I would challenge the statement that there are ingredients that can only be sourced from China! Dogs need nutrients, not ingredients!

So taurine can only come from China. B.S. Mice are rich in taurine, and we have lots of them in the USA  Dark leafy green are rich in folate (folic acid is the name when it is synthetic). Can you seriously belive there is not source of vitamin C in the USA?!! 

Vitamin C's only value in dog food is as a preservative. Dogs make their own vitamin C. Any added vitamin C is excreted in urine.

This proves that they want cheap ingredients and are willing to buy around the globe to risk your dog's health. Diamond is notorious for it's dog food recalls!

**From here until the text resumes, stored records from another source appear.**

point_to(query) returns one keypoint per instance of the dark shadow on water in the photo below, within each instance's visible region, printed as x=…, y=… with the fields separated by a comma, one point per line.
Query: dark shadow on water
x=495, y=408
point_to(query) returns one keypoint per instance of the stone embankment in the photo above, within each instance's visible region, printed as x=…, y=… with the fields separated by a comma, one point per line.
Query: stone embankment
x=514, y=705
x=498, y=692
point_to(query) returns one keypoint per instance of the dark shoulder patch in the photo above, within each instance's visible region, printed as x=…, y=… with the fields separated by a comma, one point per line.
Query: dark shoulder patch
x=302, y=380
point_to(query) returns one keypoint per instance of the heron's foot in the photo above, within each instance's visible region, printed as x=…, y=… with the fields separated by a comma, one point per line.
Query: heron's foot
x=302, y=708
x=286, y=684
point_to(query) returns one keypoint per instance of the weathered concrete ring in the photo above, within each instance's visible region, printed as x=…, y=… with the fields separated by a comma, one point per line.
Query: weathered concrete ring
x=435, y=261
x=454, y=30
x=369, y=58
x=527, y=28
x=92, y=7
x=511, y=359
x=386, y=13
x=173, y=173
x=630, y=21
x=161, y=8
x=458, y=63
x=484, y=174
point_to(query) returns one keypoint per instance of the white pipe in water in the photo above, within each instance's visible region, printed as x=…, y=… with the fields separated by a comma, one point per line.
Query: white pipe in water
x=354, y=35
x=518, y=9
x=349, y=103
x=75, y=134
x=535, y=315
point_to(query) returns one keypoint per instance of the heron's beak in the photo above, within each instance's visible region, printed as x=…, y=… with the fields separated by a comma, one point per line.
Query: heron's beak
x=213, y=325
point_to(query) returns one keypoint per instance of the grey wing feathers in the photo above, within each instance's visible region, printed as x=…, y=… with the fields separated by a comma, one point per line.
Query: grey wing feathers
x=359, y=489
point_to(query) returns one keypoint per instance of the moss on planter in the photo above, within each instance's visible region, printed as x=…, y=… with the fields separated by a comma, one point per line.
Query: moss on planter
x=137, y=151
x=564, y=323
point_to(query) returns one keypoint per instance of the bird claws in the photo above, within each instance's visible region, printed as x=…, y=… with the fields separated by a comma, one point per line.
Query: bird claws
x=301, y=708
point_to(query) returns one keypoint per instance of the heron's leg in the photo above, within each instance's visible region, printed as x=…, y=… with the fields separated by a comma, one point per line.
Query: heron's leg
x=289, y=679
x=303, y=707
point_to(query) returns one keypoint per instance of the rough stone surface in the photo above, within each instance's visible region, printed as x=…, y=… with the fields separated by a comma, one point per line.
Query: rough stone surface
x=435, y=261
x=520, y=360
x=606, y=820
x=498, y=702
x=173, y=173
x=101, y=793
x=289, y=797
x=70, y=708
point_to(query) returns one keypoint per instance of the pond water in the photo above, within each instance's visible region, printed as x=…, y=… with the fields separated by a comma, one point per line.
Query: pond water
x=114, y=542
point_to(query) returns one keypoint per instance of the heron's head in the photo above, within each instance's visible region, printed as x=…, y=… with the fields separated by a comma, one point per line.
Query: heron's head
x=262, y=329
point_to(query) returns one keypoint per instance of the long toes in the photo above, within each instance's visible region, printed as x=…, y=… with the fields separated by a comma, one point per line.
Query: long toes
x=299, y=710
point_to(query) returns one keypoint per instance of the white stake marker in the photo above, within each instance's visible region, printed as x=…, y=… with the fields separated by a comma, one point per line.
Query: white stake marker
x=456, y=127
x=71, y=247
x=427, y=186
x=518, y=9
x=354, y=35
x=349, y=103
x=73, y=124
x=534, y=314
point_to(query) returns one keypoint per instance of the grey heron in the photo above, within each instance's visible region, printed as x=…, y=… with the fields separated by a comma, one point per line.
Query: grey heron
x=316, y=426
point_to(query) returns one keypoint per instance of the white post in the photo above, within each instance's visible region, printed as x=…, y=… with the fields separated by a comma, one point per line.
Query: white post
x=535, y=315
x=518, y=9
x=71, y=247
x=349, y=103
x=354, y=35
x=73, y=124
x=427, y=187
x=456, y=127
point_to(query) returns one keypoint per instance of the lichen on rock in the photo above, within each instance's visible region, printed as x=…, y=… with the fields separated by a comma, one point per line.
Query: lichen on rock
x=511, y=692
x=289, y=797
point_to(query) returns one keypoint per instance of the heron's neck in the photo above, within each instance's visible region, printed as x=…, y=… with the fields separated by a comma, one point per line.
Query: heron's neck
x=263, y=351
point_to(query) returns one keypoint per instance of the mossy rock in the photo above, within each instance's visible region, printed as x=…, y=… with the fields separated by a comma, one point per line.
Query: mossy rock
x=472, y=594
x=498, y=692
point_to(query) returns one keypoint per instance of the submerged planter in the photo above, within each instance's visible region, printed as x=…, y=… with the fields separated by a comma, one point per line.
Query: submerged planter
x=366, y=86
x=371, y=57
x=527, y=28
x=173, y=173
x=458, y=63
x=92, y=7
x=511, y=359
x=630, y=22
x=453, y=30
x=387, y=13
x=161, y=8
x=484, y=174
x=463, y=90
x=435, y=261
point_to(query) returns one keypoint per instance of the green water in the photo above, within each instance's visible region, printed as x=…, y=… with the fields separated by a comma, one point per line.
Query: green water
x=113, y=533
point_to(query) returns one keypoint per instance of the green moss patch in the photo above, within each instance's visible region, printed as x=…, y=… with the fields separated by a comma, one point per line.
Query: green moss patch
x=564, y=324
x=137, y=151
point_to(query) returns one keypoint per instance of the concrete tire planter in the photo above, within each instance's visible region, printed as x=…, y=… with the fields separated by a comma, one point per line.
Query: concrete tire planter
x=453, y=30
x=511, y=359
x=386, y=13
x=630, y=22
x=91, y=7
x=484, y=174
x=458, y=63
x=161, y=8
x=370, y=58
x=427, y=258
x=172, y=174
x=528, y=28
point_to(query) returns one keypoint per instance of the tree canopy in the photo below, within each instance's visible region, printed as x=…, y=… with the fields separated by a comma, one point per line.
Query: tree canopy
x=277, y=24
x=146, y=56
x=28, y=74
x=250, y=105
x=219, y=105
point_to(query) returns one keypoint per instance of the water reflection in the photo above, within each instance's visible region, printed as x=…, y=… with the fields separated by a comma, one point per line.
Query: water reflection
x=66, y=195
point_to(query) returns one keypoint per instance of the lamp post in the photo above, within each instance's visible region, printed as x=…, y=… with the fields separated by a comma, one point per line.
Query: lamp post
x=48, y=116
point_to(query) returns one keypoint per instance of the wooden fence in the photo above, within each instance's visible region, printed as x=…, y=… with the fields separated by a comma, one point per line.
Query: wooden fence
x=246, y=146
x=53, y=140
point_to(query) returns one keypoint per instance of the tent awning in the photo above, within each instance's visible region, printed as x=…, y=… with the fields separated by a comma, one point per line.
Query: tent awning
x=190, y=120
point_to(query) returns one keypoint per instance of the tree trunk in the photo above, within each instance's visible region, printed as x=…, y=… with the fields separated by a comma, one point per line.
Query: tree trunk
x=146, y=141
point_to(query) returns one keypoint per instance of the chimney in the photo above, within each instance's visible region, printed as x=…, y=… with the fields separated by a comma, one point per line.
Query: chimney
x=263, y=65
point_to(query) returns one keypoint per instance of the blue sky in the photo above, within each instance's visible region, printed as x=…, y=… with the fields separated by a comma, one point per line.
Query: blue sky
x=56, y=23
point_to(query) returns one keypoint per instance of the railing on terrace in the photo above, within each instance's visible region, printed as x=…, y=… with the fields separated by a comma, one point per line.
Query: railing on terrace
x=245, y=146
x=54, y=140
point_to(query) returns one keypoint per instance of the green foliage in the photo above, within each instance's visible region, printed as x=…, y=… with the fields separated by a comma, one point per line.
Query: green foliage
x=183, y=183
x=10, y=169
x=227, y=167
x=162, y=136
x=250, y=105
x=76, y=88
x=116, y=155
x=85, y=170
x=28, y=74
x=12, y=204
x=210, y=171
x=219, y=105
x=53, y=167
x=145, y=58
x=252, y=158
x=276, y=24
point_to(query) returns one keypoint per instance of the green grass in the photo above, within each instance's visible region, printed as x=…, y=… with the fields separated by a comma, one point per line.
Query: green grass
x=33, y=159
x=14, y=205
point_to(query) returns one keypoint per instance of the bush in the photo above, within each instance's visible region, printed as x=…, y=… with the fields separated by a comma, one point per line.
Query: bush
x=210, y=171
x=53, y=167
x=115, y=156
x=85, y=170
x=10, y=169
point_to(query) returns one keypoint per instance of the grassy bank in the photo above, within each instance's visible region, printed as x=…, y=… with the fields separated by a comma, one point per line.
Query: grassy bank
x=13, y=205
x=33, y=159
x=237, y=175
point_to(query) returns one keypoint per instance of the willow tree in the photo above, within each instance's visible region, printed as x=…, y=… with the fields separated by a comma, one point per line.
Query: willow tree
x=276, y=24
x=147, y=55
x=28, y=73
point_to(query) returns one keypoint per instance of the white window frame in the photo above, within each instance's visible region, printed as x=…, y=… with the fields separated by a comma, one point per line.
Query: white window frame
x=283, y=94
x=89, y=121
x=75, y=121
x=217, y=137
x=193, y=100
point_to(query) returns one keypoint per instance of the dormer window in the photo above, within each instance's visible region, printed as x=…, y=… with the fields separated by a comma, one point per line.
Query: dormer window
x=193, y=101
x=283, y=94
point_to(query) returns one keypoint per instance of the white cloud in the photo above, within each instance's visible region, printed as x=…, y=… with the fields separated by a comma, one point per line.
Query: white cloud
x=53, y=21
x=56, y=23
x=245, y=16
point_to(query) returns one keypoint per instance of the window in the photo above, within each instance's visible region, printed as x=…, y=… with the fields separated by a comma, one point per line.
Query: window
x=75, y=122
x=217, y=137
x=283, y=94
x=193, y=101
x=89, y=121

That message is misleading propaganda. Rather than say "we feed your dog **** from China" they tell you "everybody else gets food from China and lie about it" wth? 

I am so happy to feed raw right now. ALL my dog's food ingredients are made/grown in the USA.


----------



## Searcher (Aug 7, 2009)

Coming from China is enough that we will switch foods immediately, just wish I had know earlier. TOTW has good reviews but now I really question how they do the reviews. We tried different foods but keep coming back to TOTW as it had worked so well. However, the risk seems too great & I don't trust any food that comes from China.


----------



## mom24doggies (Mar 28, 2011)

I'm with tortoise....how can those ingredients not be available here in the USA? They're fairly common...I'm guessing China sells them cheaper than anyone else. Either way, I'm not terribly concerned about it to be honest. Most of the ingredients are from Europe or the USA. However, I'm going to do some research on recalls diamond has had....actually, I didn't know diamond made TOTW. Hmmm...for some reason I've never really like diamond pet foods, mostly because a lot of their other foods are too high in grain for my tastes. Maybe it's time for another upgrade. I've been considering going back to raw, might be a good time to make the switch.


----------



## Ladyscarletthawk (Dec 6, 2011)

I didnt know TOTW was made by Diamond either until AFTER it made my girls throw up and have diarrhea.. and I switched the food over 3wks period. Even my cast iron stomach toy poodle. Didnt know that diamond manufactures Natural Balance either... my toy only had loose stools on the NB kibble. Time to switch again.. maybe to Addiction foods.. My other poodle and future dogs will be on Fromm's Four stars so long as they dont have allergies to it. I also toss some raw my mini's way to try out.. would love to do so with the toy but she had previous liver issues..


----------



## georgiapeach (Oct 9, 2009)

Because of Diamond's latest recall, I'm switching from TOTW to Acana (made in Canada). I fed TOTW for several years, but I'm tired of their continuing problems and secrecy concerning the latest issue.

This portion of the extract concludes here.